Rodriguez House

Place

Rodriguez House

Designed by master architect R. M. Schindler, the Rodriguez House is almost totally intact, serving as a vibrant and beautiful example of the architect’s innovative residential designs.

Master architect R. M. Schindler was well known for creating complex yet functional residential designs on a reasonable budget, so his design for the Rodriguez House stands out as an example of how they could be realized on a much larger budget.

Constructed for writer/composer Jose Rodriguez in 1942, the house sits on a gently sloping lot in Glendale and is set well back from the street. It is L-shaped in plan and is angled away from the street to optimize its orientation to the sun. The angled “L” also serves to enclose a large private garden accessible from multiple rooms and visible from almost all of them.

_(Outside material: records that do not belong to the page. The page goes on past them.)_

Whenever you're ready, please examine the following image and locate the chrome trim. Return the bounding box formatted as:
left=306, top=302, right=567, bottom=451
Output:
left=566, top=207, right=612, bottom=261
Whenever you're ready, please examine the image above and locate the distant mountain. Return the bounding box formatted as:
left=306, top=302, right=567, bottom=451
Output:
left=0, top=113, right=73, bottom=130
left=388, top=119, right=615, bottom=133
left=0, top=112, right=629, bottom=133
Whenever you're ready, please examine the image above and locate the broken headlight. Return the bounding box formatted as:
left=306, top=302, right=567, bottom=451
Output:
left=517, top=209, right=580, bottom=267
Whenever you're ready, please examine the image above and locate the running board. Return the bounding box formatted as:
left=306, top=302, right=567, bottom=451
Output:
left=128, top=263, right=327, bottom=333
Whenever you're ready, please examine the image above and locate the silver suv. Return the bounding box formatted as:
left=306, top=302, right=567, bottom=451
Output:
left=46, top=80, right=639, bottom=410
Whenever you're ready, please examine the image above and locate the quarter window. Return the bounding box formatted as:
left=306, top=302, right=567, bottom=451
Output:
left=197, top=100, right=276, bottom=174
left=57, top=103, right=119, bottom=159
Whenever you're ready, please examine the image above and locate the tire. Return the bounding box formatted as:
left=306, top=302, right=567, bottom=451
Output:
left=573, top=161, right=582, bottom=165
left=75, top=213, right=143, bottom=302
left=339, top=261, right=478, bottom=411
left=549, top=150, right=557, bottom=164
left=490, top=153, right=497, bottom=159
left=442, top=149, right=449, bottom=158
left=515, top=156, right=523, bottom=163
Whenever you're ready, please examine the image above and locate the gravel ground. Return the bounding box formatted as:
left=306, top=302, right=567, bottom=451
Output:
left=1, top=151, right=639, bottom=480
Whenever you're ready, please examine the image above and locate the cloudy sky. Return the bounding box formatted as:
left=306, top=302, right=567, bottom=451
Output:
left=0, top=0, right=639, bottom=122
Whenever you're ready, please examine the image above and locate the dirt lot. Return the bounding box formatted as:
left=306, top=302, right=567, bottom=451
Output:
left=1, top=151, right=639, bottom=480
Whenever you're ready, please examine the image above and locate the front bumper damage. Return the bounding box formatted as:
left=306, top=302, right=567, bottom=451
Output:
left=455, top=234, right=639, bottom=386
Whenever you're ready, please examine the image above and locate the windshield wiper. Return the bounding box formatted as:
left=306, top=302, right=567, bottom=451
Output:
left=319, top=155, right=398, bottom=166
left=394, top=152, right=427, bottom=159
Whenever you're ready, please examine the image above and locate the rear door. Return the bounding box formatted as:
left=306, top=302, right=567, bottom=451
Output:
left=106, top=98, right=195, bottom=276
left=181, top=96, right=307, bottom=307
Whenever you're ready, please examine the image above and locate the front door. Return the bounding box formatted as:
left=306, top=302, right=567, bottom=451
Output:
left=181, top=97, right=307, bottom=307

A smaller front garden is linked to the rear garden via a passageway that passes beneath a bedroom in the upper wing, which features a sleeping porch that further blurs the line between indoors and outdoors.

The house illustrates Schindler’s shift toward exposing structural members, with its wooden rafters and beams sitting solidly atop stucco and stone-veneer walls and framing large expanses of glass. Its scale is fairly modest and its volumes are light, with ample glass to help the building blend into its verdant surroundings.

It is in the interior that Rodriguez’s large budget is most apparent, with lavish finishes as well as Schindler’s trademark built-in furniture. The Rodriguez House is almost totally intact, serving as a vibrant and beautiful example of the architect’s innovative residential designs.